Now it is Milwaukee. On Saturday, a car with two African American men was stopped for “suspicion.” The men fled, the policeman pursued, and the driver, reportedly armed, was shot and killed.
And Milwaukee exploded. Angry crowds confronted police, set fires, threw rocks. At least half-dozen businesses – including a grocery store, a gas station and an auto parts shop – were robbed or destroyed. The Saturday shooting was part of a weekend filled with violence in Milwaukee. Five people were shot and killed overnight Friday.
Milwaukee law mandates an investigation of any police shooting. Immediately, focus goes to the harsh relations between police and the community. But to understand the reaction to the shooting, it is necessary to go much deeper.
This city is “a powder keg,” Ald. Khalif Rainey told The Washington Post. “This entire community has sat back and witnessed how Milwaukee, Wisconsin, has become the worst place to live for African Americans in the entire country. Now this is a warning cry. … Do we continue – continue with the inequities, the injustice, the unemployment, the undereducation…? The Black people of Milwaukee are tired. They’re tired of living under this oppression. This is their existence. This is their life. This is the life of their children.”
An exaggeration? An excuse for rioters? Inflated rhetoric? Consider Milwaukee’s stark realities.
Milwaukee is the most segregated city in the United States. Black household income is the third lowest in the U.S. Its Black poverty rate is the highest in the U.S.
These are figures presented in a haunting and damning 2015 report, The Shame of Milwaukee: Race, Segregation and Inequality, by Marc V. Levine of the University of Wisconsin-Milwaukee.
The data show a Black population segregated into neighborhoods of concentrated poverty with declining prospects. Real Black household income in 1979 was $39,105; in 2013 it was $27,438, a foul decline of nearly 30 percent. Household income for all races in Milwaukee has declined over the course of this century, but far worse for Blacks and Hispanics than Whites.
Nearly 40 percent of African Americans are in poverty, up from 27 percent in 1969. Nearly 40 percent of African Americans in the core working age (25 to 54) are unemployed. This is in stunning contrast to the 15.2 percent Black unemployment rate in 1970. For males aged 20 to 24, the beginning of a work life, over two-thirds of Blacks are unemployed – 68.4 percent – a staggering increase from 25.3 percent in 1970.

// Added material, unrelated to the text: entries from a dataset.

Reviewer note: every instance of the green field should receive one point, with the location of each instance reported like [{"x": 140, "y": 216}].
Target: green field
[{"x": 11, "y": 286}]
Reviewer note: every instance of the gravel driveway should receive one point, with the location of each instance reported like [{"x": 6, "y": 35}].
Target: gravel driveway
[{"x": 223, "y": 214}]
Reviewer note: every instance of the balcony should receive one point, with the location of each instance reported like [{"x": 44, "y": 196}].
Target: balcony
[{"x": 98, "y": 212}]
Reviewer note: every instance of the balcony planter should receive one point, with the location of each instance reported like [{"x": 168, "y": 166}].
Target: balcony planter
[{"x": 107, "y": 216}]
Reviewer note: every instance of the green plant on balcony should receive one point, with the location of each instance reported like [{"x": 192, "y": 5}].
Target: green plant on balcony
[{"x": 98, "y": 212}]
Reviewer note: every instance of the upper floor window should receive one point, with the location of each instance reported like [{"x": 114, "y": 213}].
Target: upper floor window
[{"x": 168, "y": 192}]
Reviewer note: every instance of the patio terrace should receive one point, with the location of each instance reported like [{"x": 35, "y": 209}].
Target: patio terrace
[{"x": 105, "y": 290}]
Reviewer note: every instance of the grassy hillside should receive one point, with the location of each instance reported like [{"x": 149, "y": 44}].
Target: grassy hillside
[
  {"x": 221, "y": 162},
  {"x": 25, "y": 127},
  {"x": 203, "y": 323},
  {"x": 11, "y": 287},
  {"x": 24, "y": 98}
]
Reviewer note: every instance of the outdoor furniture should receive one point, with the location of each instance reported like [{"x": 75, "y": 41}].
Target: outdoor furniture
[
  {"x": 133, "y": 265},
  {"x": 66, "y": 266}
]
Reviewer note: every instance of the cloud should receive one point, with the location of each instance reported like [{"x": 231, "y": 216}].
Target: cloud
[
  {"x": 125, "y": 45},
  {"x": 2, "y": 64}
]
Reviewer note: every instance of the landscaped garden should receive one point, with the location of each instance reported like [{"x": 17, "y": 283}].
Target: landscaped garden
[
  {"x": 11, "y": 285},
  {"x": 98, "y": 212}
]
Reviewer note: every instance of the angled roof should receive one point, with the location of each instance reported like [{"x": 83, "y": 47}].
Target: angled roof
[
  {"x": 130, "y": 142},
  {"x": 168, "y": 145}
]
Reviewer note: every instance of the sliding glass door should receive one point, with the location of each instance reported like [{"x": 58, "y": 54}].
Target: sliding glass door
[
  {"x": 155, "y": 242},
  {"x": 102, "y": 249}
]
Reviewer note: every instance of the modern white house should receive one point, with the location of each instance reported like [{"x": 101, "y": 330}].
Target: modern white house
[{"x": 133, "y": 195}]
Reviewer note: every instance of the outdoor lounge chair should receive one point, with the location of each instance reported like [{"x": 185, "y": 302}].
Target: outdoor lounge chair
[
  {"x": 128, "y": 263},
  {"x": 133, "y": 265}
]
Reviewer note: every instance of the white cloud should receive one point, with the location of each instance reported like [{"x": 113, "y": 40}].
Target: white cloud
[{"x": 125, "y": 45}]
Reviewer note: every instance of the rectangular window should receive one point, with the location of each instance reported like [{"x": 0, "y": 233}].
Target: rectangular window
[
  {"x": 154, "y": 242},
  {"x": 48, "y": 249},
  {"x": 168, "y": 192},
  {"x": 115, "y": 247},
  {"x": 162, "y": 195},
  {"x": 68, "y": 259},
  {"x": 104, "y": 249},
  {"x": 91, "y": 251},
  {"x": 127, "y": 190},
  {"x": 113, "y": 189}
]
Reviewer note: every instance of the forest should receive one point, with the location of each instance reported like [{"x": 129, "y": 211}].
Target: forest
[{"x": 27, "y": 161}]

Schools are doubly segregated by race and by poverty. Seventy-one percent of Black students attend “hyper-segregated schools” – those in which at least 9 of 10 students are minority. Nearly half of all Black students go to schools with 90 percent poverty rates.
In 1963, Dr. Martin Luther King launched the modern civil rights movement in Birmingham, Alabama, saying, “Birmingham is probably the most thoroughly segregated city in the United States. I am in Birmingham because injustice is here.”
Well, the injustice is worse in modern Milwaukee than it was in segregated Birmingham. Black poverty, unemployment and impoverished neighborhoods are all worse. The percentage of Blacks attending hyper-segregated schools in today’s Milwaukee is far worse than the Jim Crow schools of Birmingham (71 percent to 56 percent).